Creative Suite 4 (CS4) covers six editions configured for design, web, or production specialists: Design Premium, Design Standard, Web Premium, Web Standard, Production Premium, as well as a comprehensive Master Collection. These editions feature updated versions of flagship Adobe products, including InDesign, Photoshop, Illustrator, Acrobat, Dreamweaver, Flash, Fireworks, Contribute, After Effects, Premiere, Soundbooth, OnLocation, and Encore. Additional tools include Bridge, Device Central, Dynamic Link, Media Player, and Version Cue.
Chad Siegel, group product manager for Adobe Creative Solutions, describes the challenges that guided the suite’s redevelopment, such as increasingly collaborative design processes, the proliferation of both media types and the devices used to access them, and the challenges of asset management. And—perhaps more than anything—the pressure on creative professionals to extend themselves, he says, beyond traditional job descriptions and comfort zones to embrace all the forms of new media that are redefining "trans-silo" publishing.
A key objective of CS4 is minimizing barriers between disciplines so that content can be planned, designed, developed, prototyped, produced, managed, published, delivered, accessed, and viewed, whether in print, web, rich internet application, interactive, video, audio, or mobile form. Siegel explains this requires integrated collaboration, simplified content exchange, open and flexible file formats, accurate metadata, common platforms, and ubiquitous Flash output.
New features automate complex functions that leverage the full power and flexibility of the applications. Conditional text settings in InDesign can hide or show content depending on different uses of the same layout—for multiple languages, price changes, or web versions of articles that are longer than printed versions. Instead of tediously duplicating frames or layers, pages and anchored images reflow to maintain the appearance of the entire document. More consistent interfaces across major applications feature numerous enhancements for productivity and ergonomics. For example, "spring loaded" keyboard shortcuts toggle cursor states with one click rather than two, while adjustment controls directly on selected objects bypass the process of opening and closing control panels.
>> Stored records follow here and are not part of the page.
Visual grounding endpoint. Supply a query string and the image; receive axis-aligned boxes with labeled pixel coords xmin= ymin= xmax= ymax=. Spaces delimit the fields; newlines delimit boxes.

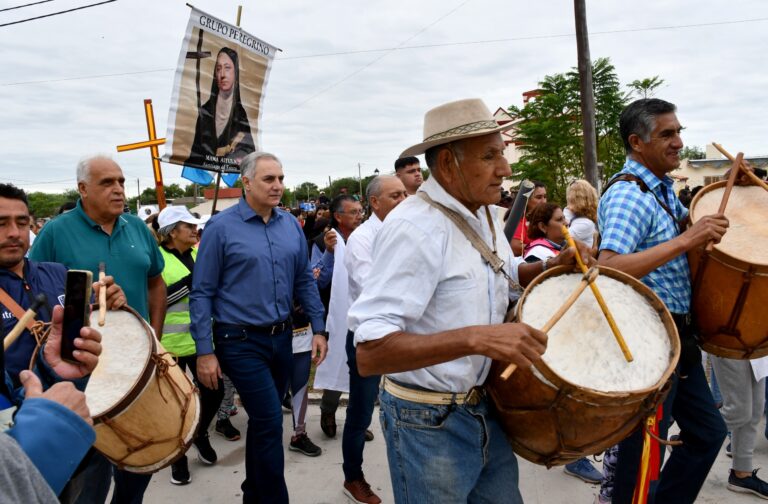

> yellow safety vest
xmin=160 ymin=247 xmax=197 ymax=357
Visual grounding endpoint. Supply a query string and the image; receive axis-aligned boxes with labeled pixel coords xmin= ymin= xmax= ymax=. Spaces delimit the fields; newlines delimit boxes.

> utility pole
xmin=357 ymin=163 xmax=363 ymax=198
xmin=573 ymin=0 xmax=598 ymax=188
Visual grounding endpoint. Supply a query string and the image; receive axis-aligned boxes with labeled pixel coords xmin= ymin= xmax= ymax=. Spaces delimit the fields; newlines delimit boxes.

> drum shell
xmin=486 ymin=266 xmax=680 ymax=467
xmin=88 ymin=309 xmax=200 ymax=474
xmin=688 ymin=181 xmax=768 ymax=359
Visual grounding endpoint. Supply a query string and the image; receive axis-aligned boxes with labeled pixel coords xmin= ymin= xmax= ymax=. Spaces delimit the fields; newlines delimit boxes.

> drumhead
xmin=85 ymin=310 xmax=153 ymax=418
xmin=691 ymin=186 xmax=768 ymax=266
xmin=522 ymin=273 xmax=672 ymax=392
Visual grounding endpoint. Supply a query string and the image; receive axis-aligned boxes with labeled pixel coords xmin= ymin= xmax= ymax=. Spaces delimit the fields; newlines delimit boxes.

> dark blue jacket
xmin=0 ymin=259 xmax=96 ymax=494
xmin=0 ymin=259 xmax=67 ymax=386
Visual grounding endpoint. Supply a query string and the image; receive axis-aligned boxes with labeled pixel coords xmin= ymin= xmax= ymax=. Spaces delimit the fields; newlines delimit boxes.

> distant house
xmin=671 ymin=144 xmax=768 ymax=189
Ongoing interaction with internal and external clients is streamlined via contact sheets, proofs, portfolios, and prototypes in Flash, PDF, or HTML. Or invite them to remotely view and approve work-in-progress from any applications via a built-in Share My Screen facility that works across firewalls. Designers can also tap into peer expertise to share learning in community forums, share color palettes in kuler, or share third-party scripts and plug-ins without having to leave the Adobe environment.
Rather than waiting to debug a document at the last minute, live preflighting against predefined profiles in InDesign alerts users from the status bar and links directly to potential problems such as overset text or misdirected links. Web developers can test interactions in Dreamweaver and clean up CSS code at the click of a button.
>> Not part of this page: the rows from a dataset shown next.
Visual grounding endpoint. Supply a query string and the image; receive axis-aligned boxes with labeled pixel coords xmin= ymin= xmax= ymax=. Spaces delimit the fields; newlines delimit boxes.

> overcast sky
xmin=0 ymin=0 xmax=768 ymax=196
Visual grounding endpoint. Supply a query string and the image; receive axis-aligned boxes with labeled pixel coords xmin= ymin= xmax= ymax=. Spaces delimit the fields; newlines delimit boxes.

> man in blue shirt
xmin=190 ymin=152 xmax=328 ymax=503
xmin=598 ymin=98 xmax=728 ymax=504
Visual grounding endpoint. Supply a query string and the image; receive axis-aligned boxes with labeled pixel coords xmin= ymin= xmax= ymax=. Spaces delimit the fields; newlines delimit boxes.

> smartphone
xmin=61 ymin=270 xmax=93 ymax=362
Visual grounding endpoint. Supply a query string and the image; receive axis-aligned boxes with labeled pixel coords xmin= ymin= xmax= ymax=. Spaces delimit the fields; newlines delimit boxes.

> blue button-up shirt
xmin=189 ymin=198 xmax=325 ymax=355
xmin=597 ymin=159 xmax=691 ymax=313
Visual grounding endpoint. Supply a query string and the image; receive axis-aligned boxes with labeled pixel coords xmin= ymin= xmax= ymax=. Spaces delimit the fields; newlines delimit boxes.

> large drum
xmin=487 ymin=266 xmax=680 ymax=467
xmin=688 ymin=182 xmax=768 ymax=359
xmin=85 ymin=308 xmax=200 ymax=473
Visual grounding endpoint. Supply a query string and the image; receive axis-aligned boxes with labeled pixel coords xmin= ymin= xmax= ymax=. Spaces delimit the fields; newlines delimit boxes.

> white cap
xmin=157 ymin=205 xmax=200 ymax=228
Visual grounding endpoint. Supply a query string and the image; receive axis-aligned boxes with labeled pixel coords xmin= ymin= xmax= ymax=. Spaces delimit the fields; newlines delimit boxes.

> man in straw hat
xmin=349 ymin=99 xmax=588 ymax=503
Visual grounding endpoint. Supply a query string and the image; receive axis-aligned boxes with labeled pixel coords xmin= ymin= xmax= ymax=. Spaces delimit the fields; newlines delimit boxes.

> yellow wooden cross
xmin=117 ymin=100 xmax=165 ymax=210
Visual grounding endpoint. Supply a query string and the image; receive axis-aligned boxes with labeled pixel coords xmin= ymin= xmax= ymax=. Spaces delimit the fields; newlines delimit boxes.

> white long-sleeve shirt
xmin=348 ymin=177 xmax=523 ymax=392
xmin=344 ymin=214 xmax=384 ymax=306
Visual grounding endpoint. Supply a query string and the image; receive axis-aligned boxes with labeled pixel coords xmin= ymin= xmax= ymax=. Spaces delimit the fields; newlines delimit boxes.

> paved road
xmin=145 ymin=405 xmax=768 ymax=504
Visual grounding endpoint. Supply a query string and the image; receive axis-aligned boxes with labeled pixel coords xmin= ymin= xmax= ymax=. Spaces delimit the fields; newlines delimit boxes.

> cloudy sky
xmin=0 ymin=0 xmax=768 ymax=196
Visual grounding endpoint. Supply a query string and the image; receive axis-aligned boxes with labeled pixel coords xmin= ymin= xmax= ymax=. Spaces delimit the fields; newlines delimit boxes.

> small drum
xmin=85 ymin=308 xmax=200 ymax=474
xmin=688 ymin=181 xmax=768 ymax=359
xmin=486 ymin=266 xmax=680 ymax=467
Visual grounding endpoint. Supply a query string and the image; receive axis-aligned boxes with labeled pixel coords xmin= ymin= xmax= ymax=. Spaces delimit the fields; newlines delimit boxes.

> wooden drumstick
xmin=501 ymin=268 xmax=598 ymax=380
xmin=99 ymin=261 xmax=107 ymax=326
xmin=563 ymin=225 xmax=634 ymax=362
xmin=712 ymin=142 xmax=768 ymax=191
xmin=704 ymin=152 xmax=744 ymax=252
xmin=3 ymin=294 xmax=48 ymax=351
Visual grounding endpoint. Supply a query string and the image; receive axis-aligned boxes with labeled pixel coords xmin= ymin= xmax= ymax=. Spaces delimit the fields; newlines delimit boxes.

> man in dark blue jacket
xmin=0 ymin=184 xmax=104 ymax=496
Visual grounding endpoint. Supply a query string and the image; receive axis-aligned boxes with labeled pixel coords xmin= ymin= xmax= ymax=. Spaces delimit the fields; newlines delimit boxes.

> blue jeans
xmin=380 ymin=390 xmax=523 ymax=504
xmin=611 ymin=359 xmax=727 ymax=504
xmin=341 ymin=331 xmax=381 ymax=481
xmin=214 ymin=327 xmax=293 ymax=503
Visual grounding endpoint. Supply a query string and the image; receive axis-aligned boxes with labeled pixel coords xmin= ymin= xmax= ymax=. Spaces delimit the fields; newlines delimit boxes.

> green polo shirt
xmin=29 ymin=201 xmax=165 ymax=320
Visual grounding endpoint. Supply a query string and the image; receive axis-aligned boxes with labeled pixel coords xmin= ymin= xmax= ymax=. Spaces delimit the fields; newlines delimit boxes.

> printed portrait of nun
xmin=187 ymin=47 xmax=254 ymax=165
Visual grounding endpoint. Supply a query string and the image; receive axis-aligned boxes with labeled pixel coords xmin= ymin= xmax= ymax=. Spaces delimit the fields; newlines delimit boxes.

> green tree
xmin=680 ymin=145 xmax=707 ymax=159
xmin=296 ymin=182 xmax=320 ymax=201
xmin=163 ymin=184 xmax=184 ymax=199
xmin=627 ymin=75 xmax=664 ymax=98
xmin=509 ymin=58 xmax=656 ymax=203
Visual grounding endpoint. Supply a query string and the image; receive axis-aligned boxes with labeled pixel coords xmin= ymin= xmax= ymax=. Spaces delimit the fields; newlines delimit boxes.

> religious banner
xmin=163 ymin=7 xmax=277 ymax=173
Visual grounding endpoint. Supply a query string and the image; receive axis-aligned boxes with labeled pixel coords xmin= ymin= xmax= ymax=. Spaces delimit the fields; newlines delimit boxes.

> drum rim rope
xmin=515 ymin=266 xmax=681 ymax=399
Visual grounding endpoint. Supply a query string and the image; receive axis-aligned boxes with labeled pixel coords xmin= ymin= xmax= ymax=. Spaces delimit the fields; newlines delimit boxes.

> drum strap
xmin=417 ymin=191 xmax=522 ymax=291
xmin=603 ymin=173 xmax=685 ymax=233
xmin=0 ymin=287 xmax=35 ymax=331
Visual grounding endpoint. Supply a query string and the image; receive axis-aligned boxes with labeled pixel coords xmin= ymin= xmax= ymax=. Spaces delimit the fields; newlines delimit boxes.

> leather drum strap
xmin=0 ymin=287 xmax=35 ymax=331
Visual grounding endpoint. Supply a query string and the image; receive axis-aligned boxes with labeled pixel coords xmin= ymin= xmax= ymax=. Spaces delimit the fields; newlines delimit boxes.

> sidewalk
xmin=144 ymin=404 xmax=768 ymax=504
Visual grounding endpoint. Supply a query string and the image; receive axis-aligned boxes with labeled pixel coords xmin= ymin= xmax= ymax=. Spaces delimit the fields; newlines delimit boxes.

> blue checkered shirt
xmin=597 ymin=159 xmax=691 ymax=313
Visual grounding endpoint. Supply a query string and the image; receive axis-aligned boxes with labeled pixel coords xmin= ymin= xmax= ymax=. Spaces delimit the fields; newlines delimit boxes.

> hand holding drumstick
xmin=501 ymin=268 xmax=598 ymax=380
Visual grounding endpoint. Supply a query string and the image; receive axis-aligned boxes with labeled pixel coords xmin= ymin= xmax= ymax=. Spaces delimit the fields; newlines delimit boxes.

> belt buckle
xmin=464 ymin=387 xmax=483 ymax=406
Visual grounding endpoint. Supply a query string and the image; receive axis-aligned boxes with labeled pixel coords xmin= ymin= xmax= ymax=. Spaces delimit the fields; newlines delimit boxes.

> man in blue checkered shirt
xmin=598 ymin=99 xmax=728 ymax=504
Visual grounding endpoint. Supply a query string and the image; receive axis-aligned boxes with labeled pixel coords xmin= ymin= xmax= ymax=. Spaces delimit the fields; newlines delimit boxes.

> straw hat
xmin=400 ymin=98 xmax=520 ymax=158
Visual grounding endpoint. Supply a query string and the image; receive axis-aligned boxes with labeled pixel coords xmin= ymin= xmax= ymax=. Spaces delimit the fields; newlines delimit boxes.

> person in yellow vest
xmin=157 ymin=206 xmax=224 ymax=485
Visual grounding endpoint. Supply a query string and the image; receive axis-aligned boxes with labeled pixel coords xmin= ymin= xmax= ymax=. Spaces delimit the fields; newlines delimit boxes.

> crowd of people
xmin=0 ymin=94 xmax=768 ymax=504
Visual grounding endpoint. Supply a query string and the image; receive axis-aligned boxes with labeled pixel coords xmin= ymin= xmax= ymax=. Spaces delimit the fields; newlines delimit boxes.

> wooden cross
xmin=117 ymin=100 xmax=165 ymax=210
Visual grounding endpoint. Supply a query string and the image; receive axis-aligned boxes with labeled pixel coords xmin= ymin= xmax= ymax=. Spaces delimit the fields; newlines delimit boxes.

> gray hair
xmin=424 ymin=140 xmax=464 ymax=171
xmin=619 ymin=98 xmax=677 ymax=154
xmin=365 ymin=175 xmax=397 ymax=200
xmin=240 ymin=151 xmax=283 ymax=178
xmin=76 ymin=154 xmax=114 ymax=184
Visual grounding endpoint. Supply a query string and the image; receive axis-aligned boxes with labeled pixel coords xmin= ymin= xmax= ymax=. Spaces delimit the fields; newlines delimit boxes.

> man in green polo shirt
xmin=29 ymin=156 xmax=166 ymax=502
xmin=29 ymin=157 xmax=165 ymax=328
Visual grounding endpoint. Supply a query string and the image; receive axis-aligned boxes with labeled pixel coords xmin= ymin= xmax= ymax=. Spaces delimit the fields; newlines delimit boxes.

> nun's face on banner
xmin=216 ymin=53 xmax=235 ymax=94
At the same time, trans-silo publishing is streamlined with enhanced transparency of content and metadata between design, web, and production tools. Instead of having to save or output optimized versions of assets to edit them in one application and employ them in another, Smart Objects such as images can be maintained in their full size, opened and manipulated as nondestructive copies at optimized resolution. However, users will be alerted across all applications linking to the source file if the original asset is changed, and updates are automatic if they accept the change.
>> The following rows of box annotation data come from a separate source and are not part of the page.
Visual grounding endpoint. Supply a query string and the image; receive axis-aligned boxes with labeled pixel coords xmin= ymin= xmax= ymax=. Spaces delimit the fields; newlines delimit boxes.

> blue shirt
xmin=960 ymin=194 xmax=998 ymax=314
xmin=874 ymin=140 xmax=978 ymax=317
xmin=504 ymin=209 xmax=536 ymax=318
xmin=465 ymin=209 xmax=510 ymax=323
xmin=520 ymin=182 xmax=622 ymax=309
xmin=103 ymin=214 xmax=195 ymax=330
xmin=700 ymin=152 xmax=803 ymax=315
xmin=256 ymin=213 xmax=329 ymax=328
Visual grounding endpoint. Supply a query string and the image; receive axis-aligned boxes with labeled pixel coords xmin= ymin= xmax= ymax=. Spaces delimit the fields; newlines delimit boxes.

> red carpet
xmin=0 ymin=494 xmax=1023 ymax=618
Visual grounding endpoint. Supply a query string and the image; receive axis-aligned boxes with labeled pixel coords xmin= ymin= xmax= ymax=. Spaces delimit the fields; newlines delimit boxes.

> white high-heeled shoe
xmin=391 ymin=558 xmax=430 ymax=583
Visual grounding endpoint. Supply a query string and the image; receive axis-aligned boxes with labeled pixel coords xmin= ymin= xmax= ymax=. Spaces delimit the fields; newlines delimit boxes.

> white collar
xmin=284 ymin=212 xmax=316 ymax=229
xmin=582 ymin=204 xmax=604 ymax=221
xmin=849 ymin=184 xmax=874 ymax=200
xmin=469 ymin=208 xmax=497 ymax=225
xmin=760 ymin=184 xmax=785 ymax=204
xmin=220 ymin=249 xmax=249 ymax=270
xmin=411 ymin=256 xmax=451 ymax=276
Lossless, nondestructive file formats for working designs or productions maintain flexibility during the creation process before outputting to formats more universally accessible. These formats—whether two- or three-dimensional objects, audio or video content, or layouts for page and screen—are much more easily exchanged back and forth between the flagship CS4 applications. For example, InDesign layouts can be opened in Flash to add interactivity, but with all the integrity of typographic design intact. Flash applications can be opened in Device Central to prototype versions tailored for hundreds of mobile handset profiles.
The goal of CS4 is to "enable creative professionals to craft richly expressive work with more creative options and fewer obstacles," Adobe’s Siegel explains. "We want to help customers’ expressiveness by simplifying workflow, community, and collaboration."